Nello svolgere attività giornalista periodicamente ci imbattiamo in alcuni problemi di difficile soluzione e altri che sembra che nessuno voglia risolvere; poi ci sono quelle questioni che sembrano essere sempre ad un passo dalla soluzione e poi tornano in un limbo indistinto, in quella che potrebbe essere definita la ‘non soluzione’, nel senso che che tutti dicono come fare per risolvere la questione e poi nessuno lo fa.

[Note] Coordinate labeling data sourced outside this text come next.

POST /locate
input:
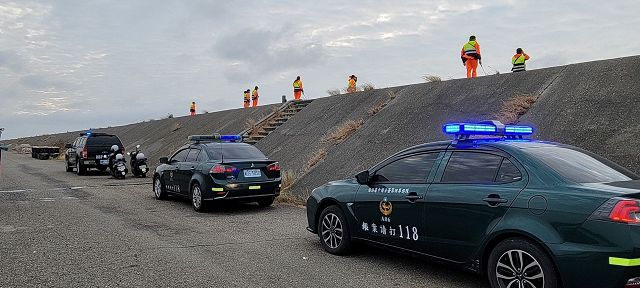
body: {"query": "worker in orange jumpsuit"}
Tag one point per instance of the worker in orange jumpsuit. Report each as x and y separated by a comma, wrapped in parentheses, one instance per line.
(297, 89)
(351, 84)
(192, 109)
(254, 97)
(247, 98)
(470, 55)
(518, 61)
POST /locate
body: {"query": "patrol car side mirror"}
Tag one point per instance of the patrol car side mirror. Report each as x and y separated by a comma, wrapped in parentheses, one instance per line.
(363, 177)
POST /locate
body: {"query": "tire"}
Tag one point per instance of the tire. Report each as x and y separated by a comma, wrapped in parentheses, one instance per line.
(67, 167)
(333, 231)
(519, 258)
(158, 188)
(80, 170)
(266, 201)
(196, 199)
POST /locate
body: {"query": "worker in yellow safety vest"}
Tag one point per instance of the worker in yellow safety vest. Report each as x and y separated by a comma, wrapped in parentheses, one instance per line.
(192, 109)
(297, 89)
(470, 55)
(254, 96)
(247, 98)
(518, 61)
(351, 84)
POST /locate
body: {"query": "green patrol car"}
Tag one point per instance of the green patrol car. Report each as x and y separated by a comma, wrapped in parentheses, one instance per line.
(524, 213)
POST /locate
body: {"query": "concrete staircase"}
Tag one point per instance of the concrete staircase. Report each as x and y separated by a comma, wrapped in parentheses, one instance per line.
(272, 121)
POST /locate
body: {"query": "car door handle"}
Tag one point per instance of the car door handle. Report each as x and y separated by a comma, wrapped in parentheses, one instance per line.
(495, 200)
(413, 197)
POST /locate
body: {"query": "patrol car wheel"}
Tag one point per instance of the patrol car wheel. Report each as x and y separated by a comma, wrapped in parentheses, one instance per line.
(158, 189)
(333, 231)
(196, 198)
(519, 262)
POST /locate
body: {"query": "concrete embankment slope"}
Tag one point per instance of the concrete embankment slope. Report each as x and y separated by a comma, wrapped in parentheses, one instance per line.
(161, 137)
(591, 105)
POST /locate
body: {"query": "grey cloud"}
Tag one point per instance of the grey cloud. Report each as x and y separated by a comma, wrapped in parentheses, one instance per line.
(11, 61)
(253, 51)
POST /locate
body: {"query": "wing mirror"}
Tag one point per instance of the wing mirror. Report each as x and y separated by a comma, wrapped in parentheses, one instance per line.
(363, 177)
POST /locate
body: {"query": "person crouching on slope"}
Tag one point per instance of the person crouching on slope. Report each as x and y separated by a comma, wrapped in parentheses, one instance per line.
(470, 55)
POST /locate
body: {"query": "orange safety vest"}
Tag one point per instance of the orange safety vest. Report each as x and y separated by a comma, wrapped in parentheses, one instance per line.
(297, 85)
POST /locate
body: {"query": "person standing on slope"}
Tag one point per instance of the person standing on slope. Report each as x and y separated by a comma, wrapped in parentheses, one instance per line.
(297, 89)
(351, 84)
(192, 109)
(247, 98)
(470, 55)
(254, 96)
(518, 61)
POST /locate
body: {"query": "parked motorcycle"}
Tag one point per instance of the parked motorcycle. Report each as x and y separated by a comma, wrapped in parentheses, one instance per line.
(117, 162)
(138, 163)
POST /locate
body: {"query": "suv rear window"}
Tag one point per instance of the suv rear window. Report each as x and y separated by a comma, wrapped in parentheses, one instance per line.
(580, 166)
(104, 140)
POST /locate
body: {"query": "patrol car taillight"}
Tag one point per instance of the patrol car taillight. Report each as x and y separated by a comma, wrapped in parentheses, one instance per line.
(273, 167)
(626, 211)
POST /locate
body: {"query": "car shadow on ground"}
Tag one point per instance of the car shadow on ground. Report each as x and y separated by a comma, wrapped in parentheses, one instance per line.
(412, 264)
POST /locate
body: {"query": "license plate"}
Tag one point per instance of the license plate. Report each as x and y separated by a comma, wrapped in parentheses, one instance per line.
(252, 173)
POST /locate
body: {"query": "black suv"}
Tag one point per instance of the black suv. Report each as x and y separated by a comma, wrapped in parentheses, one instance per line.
(90, 150)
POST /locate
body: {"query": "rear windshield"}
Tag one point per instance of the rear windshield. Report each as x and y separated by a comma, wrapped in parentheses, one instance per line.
(104, 140)
(236, 151)
(581, 166)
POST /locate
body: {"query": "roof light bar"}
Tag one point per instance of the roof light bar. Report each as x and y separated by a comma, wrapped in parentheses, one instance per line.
(215, 138)
(493, 127)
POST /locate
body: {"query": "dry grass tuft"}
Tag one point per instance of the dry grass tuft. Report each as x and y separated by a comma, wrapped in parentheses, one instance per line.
(315, 158)
(343, 131)
(334, 92)
(374, 110)
(367, 87)
(515, 107)
(431, 78)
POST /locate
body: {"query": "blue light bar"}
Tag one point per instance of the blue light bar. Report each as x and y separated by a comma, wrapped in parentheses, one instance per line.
(229, 137)
(493, 127)
(518, 130)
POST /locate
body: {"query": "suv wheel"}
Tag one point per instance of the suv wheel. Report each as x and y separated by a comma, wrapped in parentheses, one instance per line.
(333, 231)
(80, 170)
(266, 201)
(196, 198)
(158, 189)
(518, 262)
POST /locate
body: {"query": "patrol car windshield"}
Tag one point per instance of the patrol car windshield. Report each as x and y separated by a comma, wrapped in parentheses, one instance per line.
(235, 151)
(581, 166)
(103, 140)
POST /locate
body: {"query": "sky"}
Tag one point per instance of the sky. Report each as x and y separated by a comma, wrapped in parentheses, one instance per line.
(74, 65)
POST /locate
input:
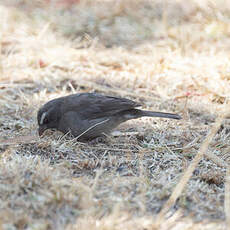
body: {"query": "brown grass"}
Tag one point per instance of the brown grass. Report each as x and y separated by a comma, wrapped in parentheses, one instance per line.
(168, 55)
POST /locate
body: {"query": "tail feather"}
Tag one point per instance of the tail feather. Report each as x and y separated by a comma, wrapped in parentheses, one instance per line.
(135, 113)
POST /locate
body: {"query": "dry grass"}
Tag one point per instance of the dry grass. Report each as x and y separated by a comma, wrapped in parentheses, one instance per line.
(170, 56)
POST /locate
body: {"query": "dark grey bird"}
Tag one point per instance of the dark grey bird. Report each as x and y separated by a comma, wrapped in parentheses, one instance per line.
(90, 115)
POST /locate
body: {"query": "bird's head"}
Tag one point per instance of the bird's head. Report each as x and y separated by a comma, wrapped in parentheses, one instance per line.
(48, 117)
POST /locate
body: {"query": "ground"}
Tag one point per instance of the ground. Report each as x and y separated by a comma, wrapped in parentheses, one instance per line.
(170, 56)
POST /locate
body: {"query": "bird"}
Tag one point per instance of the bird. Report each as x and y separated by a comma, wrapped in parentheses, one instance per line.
(88, 116)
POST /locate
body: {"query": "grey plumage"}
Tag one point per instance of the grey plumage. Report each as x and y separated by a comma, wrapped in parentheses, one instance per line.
(90, 115)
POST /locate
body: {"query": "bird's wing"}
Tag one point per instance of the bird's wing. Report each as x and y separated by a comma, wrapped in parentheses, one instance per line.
(92, 105)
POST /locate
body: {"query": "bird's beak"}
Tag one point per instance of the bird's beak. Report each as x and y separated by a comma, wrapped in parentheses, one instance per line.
(41, 130)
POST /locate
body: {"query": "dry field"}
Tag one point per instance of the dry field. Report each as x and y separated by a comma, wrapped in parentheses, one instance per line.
(160, 174)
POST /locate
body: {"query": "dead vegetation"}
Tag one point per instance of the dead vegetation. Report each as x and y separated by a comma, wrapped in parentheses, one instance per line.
(168, 55)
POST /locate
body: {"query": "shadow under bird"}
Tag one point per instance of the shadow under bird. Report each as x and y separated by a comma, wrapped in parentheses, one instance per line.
(90, 115)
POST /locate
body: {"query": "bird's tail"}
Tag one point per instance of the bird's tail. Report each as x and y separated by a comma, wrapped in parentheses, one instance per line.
(135, 113)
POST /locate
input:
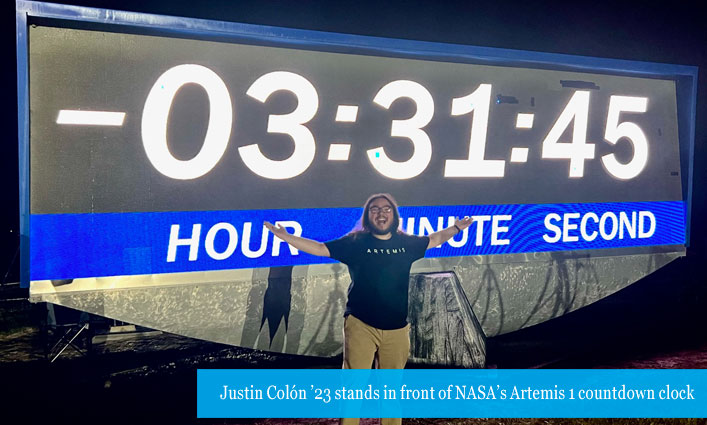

A Campobasso un problema che periodicamente si ripropone, con tanto di conferenza stampa, annunci e avvio di procedure, è quello della raccolta differenziata: un cerchio preciso, degno di quello di Giotto, che però non si chiude mai. Il servizio è andato avanti per gradi, lentamente negli anni, con difficoltà sempre evidenti a carico di più di un’amministrazione civica, a prescindere dal colore politico. Poco fa è stata annunciata l’attivazione del servizio nella Zona industriale, uno dei tasselli che mancava ancora; ma, come detto, il cerchio neanche questa volta si è chiuso, nel senso che un’ampia fetta della città, la zona che va dal centro a Vazzieri, è ancora ferma al palo. Sono passati veramente tanti anni, troppi e non si capisce come mai il servizio non sia stato completato in una città, che certo per il Molise ha certe dimensioni, ma non è né Roma, né Milano. Resta anche da capire perché, quando si parla di questa zona, agli annunci non seguano mai i fatti o almeno seguano con il contagocce. Ricordiamo solo l’ultimo passaggio temporale di quella che sembra essere una storia infinita.
Nel capoluogo di regione da oltre due anni è stato effettuato il ritiro dei bidoni dell’umido nelle zone dove ancora la differenziata ‘porta a porta’, o meglio condominiale, non era stata effettuata; allora si disse che la misura sarebbe stata transitoria e che nel giro di alcuni mesi si sarebbe provveduto a risolvere il problema. Il lockdown dello scorso anno e i rallentamenti della macchina burocratica cittadina conseguenti la questione potrebbero essere solo una parziale motivazione o giustificazione dello stop, ma a questo punto non ne giustificano lo stato di stallo attuale visto che da allora del tempo è passato e le restrizioni e le difficoltà sono diminuite. Fatto sta che i bidoni per la raccolta ‘porta a porta’ ancora non si vedono in queste zone della città e francamente non se ne capisce il motivo. La gente continua a conferire l’umido nel secco, perché non c’è alternativa; ma è una situazione poco corretta anche dal punto di vista ambientale le cui manchevolezze iniziano a pesare nell’immaginario collettivo, come pesano le mancate risposte dalla parte politica, da quella attuale alle altre a ritroso nel tempo.
I dubbi si trascinano da anni, a partire dal finanziamento milionario in capo al Comune di Campobasso, che avrebbe dovuto portare alla soluzione del problema e di cui non si sa molto pubblicamente, fatta eccezione per le foto con le cataste di bidoni nuovi (proprio quelli dell’umido che mancano in alcune zone della città) che anni addietro sono state ripetutamente pubblicate a dimostrazione dell’investimento: ma eccetto ciò nulla altro è dato sapere sullo stato dell’arte. Se fosse stato ancora in vita Dario Fo su una questione del genere avrebbe sicuramente elaborato il il ‘sequel’ del ‘mistero buffo’; ma aldilà del grande valore del compianto artista e dell’opera, per la città di Campobasso non sarebbe stata una buona notizia.